No matter how many times I explained that he wasn't an asshole, she didn't listen. If anyone was the asshole in this situation, it was me for not telling him about the baby. “He didn't give me a chance to tell him. He was so, so angry.” I laced my fingers together and placed them in my lap. “I hadn't expected him to be so angry.”

Mimi pursed her lips and scooted around to sit criss-cross applesauce. “I have no interest in defending the man and I absolutely don't believe he doesn't remember having sex with you, because no man forgets sex, no matter how drunk he is, but you did leave him with no explanation, no discussion, and he did try to call you. Didn't he even show up at your door?”

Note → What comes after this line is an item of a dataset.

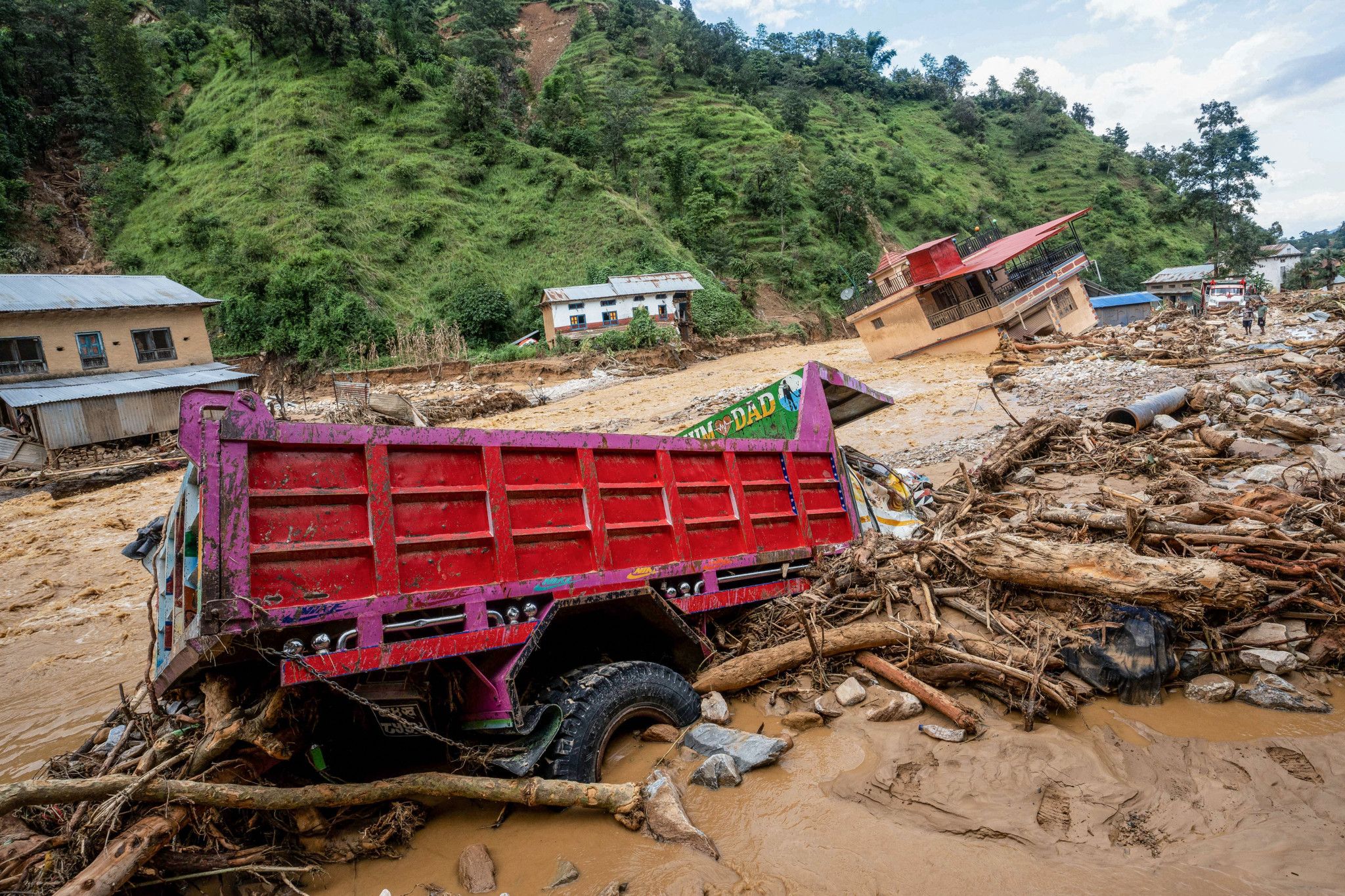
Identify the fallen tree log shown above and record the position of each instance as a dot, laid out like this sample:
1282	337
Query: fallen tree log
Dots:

He had shown up at my door. She knew he had, because she'd been with me and I'd made her hide in the closet with me. There was no way he could have gotten in to look for us, but I'd made her hide anyway, until I was sure he'd given up. I folded my hands over my baby bump and sucked my bottom lip between my teeth. My cheeks heated. I'd been wrong to hide from him, I knew that, but I couldn't face him. I'd told myself he'd get over it, that he'd forget me as easily as he'd forgotten our one-night stand. It didn't make me feel better that he hadn't forgotten me. “He was probably just annoyed that he'd lost his assistant.”